Hier soir, la conférence organisée par Le Temps du Tango portait sur la musique Tango des origines à nos jours, et était animée par Alejandro Schwarz.

Ce n’est pas n’importe qui Alejandro Schwarz : musicien classique puis musicien de Tango, guitariste, compositeur et arrangeur de Tango, âgé d’une trentaine d’années, il a co-fondé l’orchestre « El Arranque » qui est considéré dans le monde entier comme un des meilleurs orchestres de Tango actuel. Vivant à Paris depuis 6 ans, il a fondé avec le bandonéoniste Victor Villena l’excellent quintette « El Despues » pour lequel il compose, et dans lequel il joue.

Après nous avoir fait écouter des Tangos depuis les origines (1908), tout en expliquant au fur et à mesure que les années défilaient toutes les caractéristiques évolutives des Tangos, en fonction des compositeurs, des orchestres et de leurs arrangeurs (Guardia Vieja, Guardia Nueva), on est arrivé en toute logique à la période Piazzolla (à partir des années 1950).

Je cite Alejandro Schwarz : « Piazzolla a fait exploser la forme, il ouvre le jeu, il libère la forme et l’élargit, l’évolution est très importante. Piazzolla pense le Tango plus largement. Les morceaux sont plus longs, il y a des apports de modulations, d’harmonie et de contrepoint ».

Après Piazzolla ? Après Piazzolla le potentiel Tango est encore plus riche.

Alors Alejandro nous fait écouter deux de ses propres compositions :

1°) d’abord une composition très moderne, en directe ligne de la voie donnée par Piazzolla, Salgan. Assurément une très belle composition (qu’Alejandro me pardonne, je n’ai pas retenu le nom) avec une introduction improvisée en bandonéon solo, puis une partie A façon Pugliese, puis une partie B composée en contrepoint, puis une reprise des parties A et B en une autre tonalité, puis une partie C très alerte en 3.3.2 avec un solo de violon, puis 3 fois la partie A avec pour terminer, une improvisation de bandonéon.

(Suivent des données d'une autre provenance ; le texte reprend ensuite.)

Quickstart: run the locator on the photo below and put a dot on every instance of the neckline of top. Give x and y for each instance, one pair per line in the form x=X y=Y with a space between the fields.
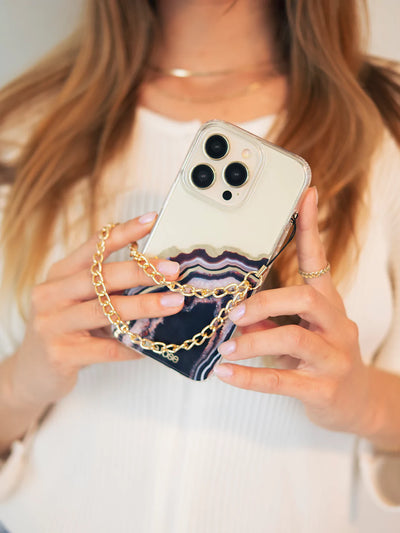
x=187 y=126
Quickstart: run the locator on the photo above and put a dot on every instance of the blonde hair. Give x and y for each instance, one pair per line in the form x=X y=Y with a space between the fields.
x=91 y=85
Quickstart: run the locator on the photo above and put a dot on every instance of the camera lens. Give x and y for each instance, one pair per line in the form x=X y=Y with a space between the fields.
x=216 y=147
x=202 y=176
x=236 y=174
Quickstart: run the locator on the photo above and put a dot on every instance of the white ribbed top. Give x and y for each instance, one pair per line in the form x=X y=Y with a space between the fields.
x=137 y=447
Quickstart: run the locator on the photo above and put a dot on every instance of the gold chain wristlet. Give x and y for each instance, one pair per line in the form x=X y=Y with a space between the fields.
x=251 y=281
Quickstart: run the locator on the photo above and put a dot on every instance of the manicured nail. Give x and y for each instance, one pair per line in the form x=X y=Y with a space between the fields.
x=172 y=300
x=169 y=268
x=148 y=217
x=316 y=195
x=223 y=371
x=227 y=347
x=237 y=312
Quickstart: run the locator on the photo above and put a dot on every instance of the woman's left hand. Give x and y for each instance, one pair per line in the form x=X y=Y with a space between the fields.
x=319 y=362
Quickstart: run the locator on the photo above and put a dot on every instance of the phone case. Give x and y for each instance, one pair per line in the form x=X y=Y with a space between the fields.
x=217 y=234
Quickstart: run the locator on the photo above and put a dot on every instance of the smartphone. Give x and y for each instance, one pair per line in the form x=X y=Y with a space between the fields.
x=227 y=213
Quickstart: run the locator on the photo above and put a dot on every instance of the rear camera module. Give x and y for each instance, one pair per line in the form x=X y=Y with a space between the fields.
x=202 y=176
x=216 y=146
x=236 y=174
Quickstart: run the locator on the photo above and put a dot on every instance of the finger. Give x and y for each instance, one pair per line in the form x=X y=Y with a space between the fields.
x=268 y=380
x=263 y=325
x=302 y=300
x=117 y=277
x=120 y=236
x=89 y=315
x=285 y=340
x=310 y=251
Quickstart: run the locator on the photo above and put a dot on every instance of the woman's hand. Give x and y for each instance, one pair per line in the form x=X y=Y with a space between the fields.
x=65 y=312
x=319 y=362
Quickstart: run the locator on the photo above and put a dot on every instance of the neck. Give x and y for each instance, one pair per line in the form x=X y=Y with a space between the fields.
x=210 y=36
x=207 y=35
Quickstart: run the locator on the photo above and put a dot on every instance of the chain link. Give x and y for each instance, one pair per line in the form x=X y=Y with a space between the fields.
x=252 y=280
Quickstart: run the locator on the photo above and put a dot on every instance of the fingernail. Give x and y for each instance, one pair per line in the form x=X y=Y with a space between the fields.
x=169 y=268
x=172 y=300
x=227 y=347
x=148 y=217
x=223 y=371
x=237 y=312
x=316 y=195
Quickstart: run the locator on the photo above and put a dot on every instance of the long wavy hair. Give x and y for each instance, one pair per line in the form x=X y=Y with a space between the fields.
x=339 y=102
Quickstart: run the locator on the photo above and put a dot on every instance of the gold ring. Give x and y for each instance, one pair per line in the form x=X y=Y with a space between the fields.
x=316 y=274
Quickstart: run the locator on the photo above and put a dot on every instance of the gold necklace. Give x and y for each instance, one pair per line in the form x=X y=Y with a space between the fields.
x=186 y=73
x=252 y=87
x=272 y=71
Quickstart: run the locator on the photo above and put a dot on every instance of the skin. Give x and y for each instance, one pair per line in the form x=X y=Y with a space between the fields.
x=320 y=361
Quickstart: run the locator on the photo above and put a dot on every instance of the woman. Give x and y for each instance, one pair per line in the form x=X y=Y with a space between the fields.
x=128 y=445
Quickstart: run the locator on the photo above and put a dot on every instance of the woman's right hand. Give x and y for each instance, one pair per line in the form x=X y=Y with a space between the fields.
x=65 y=312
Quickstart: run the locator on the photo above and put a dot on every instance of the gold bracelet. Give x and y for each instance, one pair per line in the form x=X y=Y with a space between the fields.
x=316 y=274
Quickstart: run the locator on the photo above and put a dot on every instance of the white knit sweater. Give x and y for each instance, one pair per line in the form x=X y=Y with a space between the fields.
x=136 y=447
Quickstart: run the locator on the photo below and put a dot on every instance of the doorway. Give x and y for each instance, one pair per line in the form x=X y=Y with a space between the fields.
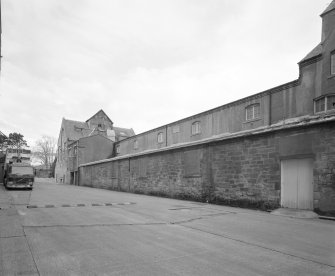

Après l’écoute, il nous dit : « personne ne m’a dit que ce n’est pas du Tango ». Phrase révélatrice.

2°) Ensuite une composition et un arrangement, façon années 1940, qu’il avait écrite pour l’orchestre El Arranque.

Dernière composition qu’il nous fait écouter, de la période post Piazzolla : Ramiro Gallo violoniste. Composition innovatrice incontestablement.

Je cite encore A. Schwarz en tout début de la conférence : « le Tango est une musique vivante, ancienne mais vivante. Elle est en développement, ouverte. Le spectre de styles y est très large. Les musiciens cherchent leur style, on n’imite pas, il y a une façon très personnelle de composer ».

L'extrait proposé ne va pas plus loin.